И вот наступил третий день – висит лампа со стекляшками. Качаются в зеркале оконные занавески. Стоит кровать. На кровати лежит женщина. В измятом платье. А над ней – бархатная скатерть, которую и он повесил криво.
Он почувствовал отчаянье. Чужой матрац! Чужая женщина, которую он почти не знает! Следовало бы сказать ей хоть несколько слов, но у него сил никаких не было.
Он изменял друзьям, как женщинам, все-таки любя их. Но с женщинами он все-таки старался не изменять друзьям. Она была Волькиной женой – следовало оставить ее в покое.
Он уже шлялся по комнате, подтанцовывая, трогал руками вещи. Пейзаж, висевший над письменным столом, он перевернул вверх ногами.
– Эта картина так долго висит над Волькиным столом, что грозит сделаться литературным бытом.
Эльза смеялась.
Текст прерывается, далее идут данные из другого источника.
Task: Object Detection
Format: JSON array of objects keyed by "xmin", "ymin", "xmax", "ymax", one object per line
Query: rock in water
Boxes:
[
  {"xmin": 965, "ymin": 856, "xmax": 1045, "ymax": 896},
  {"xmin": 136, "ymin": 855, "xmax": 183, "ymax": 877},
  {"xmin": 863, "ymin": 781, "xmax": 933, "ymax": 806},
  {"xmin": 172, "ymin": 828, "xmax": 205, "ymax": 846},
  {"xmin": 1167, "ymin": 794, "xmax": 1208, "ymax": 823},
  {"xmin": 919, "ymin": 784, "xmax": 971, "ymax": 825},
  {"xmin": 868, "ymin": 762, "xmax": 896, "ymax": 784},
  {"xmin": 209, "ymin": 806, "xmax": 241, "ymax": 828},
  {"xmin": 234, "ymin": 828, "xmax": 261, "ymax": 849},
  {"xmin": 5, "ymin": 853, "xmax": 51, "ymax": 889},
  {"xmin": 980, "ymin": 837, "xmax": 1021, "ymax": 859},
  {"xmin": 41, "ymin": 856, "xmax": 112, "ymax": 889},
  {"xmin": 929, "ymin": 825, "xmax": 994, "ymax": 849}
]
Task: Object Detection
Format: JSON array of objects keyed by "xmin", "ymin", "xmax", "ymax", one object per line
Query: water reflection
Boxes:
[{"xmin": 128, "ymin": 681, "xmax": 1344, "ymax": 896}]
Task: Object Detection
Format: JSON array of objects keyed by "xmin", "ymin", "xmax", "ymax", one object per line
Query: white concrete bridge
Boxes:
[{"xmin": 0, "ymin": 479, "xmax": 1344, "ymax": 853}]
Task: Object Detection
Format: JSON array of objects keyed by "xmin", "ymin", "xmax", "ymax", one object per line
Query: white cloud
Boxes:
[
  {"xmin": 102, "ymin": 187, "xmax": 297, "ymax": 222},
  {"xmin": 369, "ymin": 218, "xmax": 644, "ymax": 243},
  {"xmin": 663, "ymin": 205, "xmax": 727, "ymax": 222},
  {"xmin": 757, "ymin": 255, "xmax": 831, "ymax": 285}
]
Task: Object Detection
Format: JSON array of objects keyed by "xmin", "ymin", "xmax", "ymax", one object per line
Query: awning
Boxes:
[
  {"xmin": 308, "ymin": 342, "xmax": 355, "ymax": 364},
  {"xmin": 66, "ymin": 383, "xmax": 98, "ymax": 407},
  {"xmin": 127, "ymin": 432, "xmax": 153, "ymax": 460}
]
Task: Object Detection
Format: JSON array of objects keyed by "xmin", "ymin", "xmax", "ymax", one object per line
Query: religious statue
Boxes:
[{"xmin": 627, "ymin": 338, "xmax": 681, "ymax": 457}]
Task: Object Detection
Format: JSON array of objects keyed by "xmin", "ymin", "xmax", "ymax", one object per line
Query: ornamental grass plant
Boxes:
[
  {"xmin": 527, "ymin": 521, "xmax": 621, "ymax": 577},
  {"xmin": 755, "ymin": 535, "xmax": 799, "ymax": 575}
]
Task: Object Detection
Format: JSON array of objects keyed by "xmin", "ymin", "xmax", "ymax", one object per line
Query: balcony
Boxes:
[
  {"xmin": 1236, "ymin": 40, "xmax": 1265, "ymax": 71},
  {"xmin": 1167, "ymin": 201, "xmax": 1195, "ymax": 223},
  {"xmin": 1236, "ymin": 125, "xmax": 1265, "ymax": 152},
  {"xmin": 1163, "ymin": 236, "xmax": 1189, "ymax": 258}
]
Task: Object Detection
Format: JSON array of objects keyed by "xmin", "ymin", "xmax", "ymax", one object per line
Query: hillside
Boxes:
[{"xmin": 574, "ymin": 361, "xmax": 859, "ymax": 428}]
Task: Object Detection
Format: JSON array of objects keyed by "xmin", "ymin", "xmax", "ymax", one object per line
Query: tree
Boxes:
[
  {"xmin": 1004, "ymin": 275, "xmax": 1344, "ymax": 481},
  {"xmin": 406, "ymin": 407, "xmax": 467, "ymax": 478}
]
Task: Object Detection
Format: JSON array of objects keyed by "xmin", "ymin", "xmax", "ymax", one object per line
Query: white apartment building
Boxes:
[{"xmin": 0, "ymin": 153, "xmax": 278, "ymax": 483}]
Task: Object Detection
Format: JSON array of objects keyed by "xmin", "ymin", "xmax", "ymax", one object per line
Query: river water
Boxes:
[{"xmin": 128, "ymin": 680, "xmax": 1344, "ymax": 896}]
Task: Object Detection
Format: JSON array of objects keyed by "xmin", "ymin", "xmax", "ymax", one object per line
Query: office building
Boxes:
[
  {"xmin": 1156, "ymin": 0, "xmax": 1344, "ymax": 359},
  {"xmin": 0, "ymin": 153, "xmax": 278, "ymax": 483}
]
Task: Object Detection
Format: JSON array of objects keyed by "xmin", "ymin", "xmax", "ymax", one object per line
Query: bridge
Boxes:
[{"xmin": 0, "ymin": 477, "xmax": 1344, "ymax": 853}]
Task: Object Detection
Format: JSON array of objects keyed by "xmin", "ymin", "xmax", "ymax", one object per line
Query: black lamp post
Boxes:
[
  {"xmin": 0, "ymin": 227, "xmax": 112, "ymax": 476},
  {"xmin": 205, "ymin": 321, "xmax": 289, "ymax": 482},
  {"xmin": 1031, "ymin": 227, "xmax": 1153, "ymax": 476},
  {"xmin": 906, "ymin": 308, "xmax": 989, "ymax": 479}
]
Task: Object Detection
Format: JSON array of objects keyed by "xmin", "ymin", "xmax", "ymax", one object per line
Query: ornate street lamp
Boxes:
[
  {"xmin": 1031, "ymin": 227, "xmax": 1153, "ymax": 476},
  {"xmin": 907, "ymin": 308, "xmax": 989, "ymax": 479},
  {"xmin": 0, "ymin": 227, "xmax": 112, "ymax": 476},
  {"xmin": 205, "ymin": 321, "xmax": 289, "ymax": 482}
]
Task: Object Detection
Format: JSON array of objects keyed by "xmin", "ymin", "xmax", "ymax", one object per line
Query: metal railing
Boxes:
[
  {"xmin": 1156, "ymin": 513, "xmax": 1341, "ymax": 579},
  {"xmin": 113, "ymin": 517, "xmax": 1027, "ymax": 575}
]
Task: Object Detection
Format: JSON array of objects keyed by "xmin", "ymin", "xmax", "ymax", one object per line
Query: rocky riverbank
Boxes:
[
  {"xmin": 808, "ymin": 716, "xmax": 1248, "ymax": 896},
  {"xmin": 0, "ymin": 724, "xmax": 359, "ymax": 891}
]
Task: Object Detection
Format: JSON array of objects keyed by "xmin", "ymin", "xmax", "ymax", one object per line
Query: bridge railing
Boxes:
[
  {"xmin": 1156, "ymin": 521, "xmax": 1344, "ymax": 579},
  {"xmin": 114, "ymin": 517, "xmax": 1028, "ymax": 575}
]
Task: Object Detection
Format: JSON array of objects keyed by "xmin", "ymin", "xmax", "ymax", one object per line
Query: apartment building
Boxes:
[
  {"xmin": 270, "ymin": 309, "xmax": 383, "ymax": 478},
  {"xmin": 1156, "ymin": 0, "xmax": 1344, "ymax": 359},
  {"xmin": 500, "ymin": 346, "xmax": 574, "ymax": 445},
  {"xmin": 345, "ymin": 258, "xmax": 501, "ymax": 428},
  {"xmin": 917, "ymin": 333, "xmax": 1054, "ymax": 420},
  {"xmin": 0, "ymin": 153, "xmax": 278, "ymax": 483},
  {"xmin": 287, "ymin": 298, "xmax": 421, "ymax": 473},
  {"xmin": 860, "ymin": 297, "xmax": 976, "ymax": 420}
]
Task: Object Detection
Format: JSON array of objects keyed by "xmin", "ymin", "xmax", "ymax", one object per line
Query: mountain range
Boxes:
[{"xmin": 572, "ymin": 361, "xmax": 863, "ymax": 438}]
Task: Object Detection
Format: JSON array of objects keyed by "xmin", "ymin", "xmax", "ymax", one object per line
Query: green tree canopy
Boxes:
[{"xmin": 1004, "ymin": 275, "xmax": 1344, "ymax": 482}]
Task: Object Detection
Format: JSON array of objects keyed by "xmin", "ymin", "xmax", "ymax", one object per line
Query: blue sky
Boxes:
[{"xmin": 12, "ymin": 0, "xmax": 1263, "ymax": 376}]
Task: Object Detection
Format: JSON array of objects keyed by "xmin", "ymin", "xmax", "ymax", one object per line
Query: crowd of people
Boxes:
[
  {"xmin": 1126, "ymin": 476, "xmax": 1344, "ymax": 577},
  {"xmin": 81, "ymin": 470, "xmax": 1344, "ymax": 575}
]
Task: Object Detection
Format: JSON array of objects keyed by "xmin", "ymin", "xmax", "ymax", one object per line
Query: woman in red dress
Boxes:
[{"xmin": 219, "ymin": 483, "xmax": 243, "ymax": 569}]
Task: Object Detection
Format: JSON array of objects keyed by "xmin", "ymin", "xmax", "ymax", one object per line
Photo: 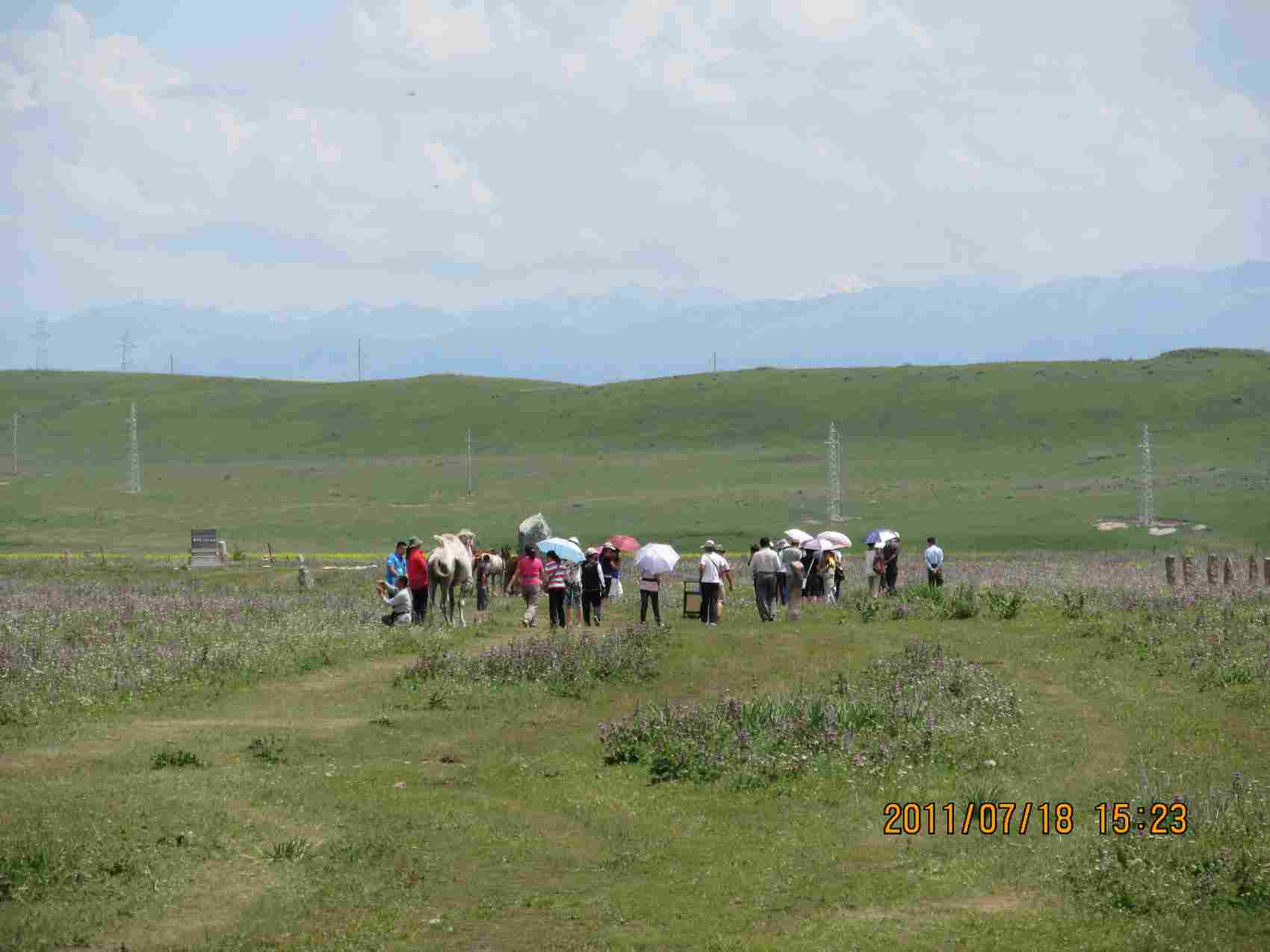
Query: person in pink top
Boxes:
[{"xmin": 507, "ymin": 546, "xmax": 542, "ymax": 629}]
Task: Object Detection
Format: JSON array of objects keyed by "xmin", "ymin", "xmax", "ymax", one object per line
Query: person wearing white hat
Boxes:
[
  {"xmin": 697, "ymin": 538, "xmax": 735, "ymax": 626},
  {"xmin": 564, "ymin": 535, "xmax": 582, "ymax": 626}
]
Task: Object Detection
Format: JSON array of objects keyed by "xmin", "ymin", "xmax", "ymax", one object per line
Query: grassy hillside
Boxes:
[{"xmin": 0, "ymin": 350, "xmax": 1270, "ymax": 553}]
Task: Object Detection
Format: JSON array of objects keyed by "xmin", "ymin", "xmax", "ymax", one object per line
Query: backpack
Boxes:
[{"xmin": 582, "ymin": 562, "xmax": 604, "ymax": 591}]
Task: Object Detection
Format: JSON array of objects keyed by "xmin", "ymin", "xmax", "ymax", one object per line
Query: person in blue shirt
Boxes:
[{"xmin": 383, "ymin": 542, "xmax": 405, "ymax": 588}]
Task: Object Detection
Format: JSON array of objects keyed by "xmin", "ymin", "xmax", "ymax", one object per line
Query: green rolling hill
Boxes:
[{"xmin": 0, "ymin": 350, "xmax": 1270, "ymax": 553}]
Спустя четверть часа она позвала его завтракать.
Он сам взялся разливать чай и сделал это с ловкостью, которой позавидовала бы любая хозяйка. В двадцатый раз он показал ей свои туфли.
– Хорошие? – спросил он быстро. – Вчера купил у одного сапожника. Не заметил, что приехал из Москвы без подошв. Все магазины были закрыты. Двадцать восемь. Дорого?
Потом он принялся рассказывать Эльзе о своей дочке.
Он съел полкило голландского сыра, уверяя, что дети – это чудесная вещь, и уговаривая ее (что было по меньшей мере некорректно) поскорее обзавестись детьми. Вольке это будет только на пользу.
– У меня дочка, например, занимается тем, что сомневается в реальности и целесообразности мира. Она подозревает, что тут дело нечисто. Жена не дает ей ломать игрушки. А по-моему – не нужно мешать ей. Мы вместе с ней ломаем потихоньку.
Но когда его собеседница, в свою очередь, начала говорить что-то о детях, он заерзал на стуле, заскучал, даже заскулил немного.
– Разрешите нераскаянному грешнику, – сказал он с неожиданной плавностью, – исчезнуть между первым и вторым блюдом.
13
Самое примечательное свойство филолога, идущего по улице, заключается в том, что он как бы и не идет вовсе. Он стоит, задумавшись, прижимая к груди портфель, из которого торчат книги, и улица, как телеграфные провода, как улица в кино, мерно двигается по обеим сторонам его и кончается тогда, когда кончается мысль…
Профессор русской литературы, идущий по улице Гоголя, недоумевает. Страшнейшая весенняя вьюга лупит в стекла его залихватских очков, мокрый снег тает за воротником пальто. Он недоумевает. Улица кончается вместе с мыслью, начинается площадь. Из портфеля торчат не книги, нет…
Но рукав пиджака, серенького, в полоску.
«Если, невзирая на гололедицу, перейти… Если, невзирая на распутицу, пересечь… Если, презирая распутство, переплыть…»
У профессора русской литературы на ногах огромные боты. Он не решается перейти, пересечь, переплыть, перебраться.
Никого нет вокруг, только мокрый извозчик торчит на углу. Может быть, нанять его? Он осторожно трогает палкой лед. Он наймет, пускай извозчик перевезет его через дорогу.
Помощь долгожданная, но неожиданная, падает как снег с неба.
Человек в полупилотской фуражке, в меховой тужурке, подтанцовывая, подгоняя себя бормотаньем, шипеньем сквозь зубы, пролетает мимо него.
И оборачивается. И возвращается. И спрашивает у него вежливо, но быстро:
– Вам не перейти? Позвольте, я помогу вам…
Профессор растерянно смотрит на его круглое лицо, на его глаза, живые, но как будто лишенные всякого выражения.
Сильная рука поддерживает его, он решается ступить своими ботами на оледеневшую мостовую, он достигает наконец противоположного тротуара.
Некрылов почти по-военному подносит руку к козырьку. Нет, его глаза не лишены выражения – они смотрят на профессора – с нежностью.
– Я ранен в голову и легко забываю фамилии, – говорит он почти учтиво, – но я знаю вас. В тысяча девятьсот четырнадцатом году, в Тенишевском училище, вы выступали против футуристов.
И он исчезает за углом, легкий человек, веселый и быстрый, человек из другой эпохи.